Money-losing Hope Brook keys on four problems

Management of Hope Brook Gold (TSE) is under heavy pressure this year to bring about a turnaround in operations at the company’s problem-plagued gold mine on the southwest coast of Newfoundland. Last year’s gold production of 84,324 oz. at Hope Brook was well below the target level of 120,000- 140,000 oz., and the mine’s average cash cost hit a high of $556 (US$471) per oz.

The 75.7% owned subsidiary of BP Canada (TSE) racked up a hefty loss of $18.8 million last year, compared to a profit of $2.9 million in 1988.

In its first year of full-scale production, the mine fell short of targets due to four main problems, the company said. There were difficulties with effluent treatment, underground haulage, mill throughput and metallurgical recovery. The resolution of those difficulties has become priority for Hope Brook this year.

“Our intention is to see these problems through,” President John Auston told The Northern Miner. “We’re optimistic we can lick them.”

He stressed that the difficulties at the mine have been technical in nature, rather than with the tonnage of reserves or gold grades in the orebody.

Originally designed for a 10-year mine life, the Hope Brook deposit hosts proven and probable reserves of 11.2 million tons grading 0.112 oz. gold per ton. Forecast production for 1990 is 124,000 oz. at a targeted average cost of US$250 per oz.

One of the most severe problems last year was a failure in the effluent treatment system which caused a 5-week shutdown of the mill and added considerably to costs. “It’s costing us a lot of money to regulate the effluent,” said Auston, but a new sulphur dioxide treatment system is being installed this year which should reduce costs.

Problems in the mill also occurred when throughput in the grinding section was reduced by a high content of mafic rocks scattered throughout the ore zone. Auston explained that irregularly shaped mafic inclusions accumulated in the SAG mill and cut down on throughput of gold ore. “The mafics are about 17% of the orebody and they create a crushing and grinding problem,” he said.

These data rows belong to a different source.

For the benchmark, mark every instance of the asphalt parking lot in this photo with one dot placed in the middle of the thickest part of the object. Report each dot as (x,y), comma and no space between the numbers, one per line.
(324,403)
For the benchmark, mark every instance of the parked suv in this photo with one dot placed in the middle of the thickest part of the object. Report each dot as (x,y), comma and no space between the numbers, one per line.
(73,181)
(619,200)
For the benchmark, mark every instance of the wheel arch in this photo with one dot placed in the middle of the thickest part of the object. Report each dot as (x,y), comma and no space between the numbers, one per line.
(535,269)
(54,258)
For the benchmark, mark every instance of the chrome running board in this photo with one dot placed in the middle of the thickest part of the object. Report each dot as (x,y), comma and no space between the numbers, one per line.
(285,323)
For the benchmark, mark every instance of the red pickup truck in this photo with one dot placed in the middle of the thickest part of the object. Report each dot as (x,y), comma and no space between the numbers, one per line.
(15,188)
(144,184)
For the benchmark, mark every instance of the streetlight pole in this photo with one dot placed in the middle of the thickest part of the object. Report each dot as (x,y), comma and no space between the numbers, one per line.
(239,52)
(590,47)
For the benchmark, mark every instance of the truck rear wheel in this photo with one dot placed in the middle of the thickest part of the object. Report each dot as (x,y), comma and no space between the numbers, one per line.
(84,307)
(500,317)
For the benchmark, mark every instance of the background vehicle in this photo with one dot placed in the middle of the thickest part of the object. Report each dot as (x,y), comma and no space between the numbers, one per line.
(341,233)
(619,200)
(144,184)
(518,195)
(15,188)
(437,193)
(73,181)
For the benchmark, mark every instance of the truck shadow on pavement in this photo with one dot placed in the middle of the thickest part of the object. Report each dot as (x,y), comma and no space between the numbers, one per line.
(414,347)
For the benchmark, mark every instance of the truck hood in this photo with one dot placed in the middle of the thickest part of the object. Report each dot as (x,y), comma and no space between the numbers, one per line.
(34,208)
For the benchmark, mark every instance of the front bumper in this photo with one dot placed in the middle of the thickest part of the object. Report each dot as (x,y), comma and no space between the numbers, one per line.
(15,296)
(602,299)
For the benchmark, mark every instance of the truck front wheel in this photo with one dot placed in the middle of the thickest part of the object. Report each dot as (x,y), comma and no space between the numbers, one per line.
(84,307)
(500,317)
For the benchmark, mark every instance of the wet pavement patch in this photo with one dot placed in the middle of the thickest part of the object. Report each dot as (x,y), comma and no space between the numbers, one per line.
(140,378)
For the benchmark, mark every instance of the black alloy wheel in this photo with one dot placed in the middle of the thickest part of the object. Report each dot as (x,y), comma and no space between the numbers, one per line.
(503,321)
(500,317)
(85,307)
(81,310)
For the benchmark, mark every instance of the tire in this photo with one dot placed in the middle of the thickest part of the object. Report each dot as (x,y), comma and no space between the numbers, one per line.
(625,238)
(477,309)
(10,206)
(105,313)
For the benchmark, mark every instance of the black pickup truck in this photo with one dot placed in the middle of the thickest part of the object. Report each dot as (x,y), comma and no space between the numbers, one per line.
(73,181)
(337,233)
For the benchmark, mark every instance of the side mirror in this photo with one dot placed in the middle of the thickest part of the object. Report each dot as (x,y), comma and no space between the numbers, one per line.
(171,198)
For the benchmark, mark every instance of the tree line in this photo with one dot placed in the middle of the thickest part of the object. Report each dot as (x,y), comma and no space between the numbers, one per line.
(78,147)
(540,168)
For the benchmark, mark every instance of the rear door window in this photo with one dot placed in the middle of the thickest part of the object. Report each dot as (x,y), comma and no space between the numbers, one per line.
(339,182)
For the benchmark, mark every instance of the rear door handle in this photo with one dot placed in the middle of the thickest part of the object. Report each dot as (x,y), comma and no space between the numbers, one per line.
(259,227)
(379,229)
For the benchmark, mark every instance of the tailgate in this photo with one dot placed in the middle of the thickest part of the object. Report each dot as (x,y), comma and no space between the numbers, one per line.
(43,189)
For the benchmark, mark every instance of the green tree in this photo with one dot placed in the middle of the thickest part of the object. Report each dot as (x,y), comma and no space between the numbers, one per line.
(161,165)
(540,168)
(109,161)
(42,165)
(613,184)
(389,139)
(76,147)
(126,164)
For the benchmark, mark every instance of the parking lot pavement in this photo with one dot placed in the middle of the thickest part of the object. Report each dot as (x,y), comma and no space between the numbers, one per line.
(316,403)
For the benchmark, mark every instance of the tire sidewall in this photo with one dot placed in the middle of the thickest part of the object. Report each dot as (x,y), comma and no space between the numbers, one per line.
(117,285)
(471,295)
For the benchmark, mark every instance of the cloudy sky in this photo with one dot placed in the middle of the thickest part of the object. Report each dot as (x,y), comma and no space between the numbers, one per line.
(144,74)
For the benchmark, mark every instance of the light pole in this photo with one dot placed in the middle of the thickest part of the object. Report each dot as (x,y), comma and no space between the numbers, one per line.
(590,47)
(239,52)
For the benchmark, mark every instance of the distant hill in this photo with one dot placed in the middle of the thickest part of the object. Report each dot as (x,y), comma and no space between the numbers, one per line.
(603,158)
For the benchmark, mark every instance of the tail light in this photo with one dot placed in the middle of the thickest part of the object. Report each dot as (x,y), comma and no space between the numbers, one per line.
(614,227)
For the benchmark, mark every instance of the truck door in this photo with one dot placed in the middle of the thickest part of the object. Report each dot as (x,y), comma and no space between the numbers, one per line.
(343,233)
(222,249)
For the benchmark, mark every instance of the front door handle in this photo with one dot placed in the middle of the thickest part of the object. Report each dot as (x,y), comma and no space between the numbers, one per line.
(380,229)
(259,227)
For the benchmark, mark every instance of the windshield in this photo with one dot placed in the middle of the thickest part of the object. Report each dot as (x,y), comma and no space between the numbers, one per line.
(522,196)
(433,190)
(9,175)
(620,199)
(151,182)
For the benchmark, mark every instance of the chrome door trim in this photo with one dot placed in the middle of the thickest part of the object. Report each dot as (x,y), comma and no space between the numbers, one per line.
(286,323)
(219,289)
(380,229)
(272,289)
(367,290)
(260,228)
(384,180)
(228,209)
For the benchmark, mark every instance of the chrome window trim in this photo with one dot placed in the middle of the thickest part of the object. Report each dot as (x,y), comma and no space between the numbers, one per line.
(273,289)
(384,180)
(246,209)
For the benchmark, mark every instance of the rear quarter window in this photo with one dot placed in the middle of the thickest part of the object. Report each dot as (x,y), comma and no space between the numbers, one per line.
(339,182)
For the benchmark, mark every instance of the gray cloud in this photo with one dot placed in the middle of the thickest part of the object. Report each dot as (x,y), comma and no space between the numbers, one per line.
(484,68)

To remedy the situation, the company is hoping to sort out the mafic inclusions by their size and magnetic characteristics. “There may be a solution in hand in the form of a dual system to separate these rocks,” he said.

Early tests have been promising, and a decision on installation will be made by mid-year.

Metallurgical recoveries have also been lower than expected averaging only 83% in 1989, compared with a design level of 91%. Further bulk-sampling and metallurgical tests are under way to improve the shortfall, he explained.

Difficulties have also been experienced with the Kiruna electric haulage trucks which carry 50-ton loads of uncrushed ore up a decline to the surface. “Getting the trucks to operate effectively has been a problem,” he said. Meanwhile, the electric trucks have been supplemented by diesel units pending a resolution of the operational problems.

On the financial side, a total of 35,100 oz. of the mine’s 1990 gold production has been sold forward at an average price of US$433 per oz. Some form of debt restructuring will also have to be considered this year by the company as interest payments of nearly $8 million and $9.6 million in principal repayments on a bank loan come due.

Shares of Hope Brook, of which nearly 22.7 million are held by BP Canada, have traded recently at a low of $1.35 within a 12-month range of $1.20-3.95.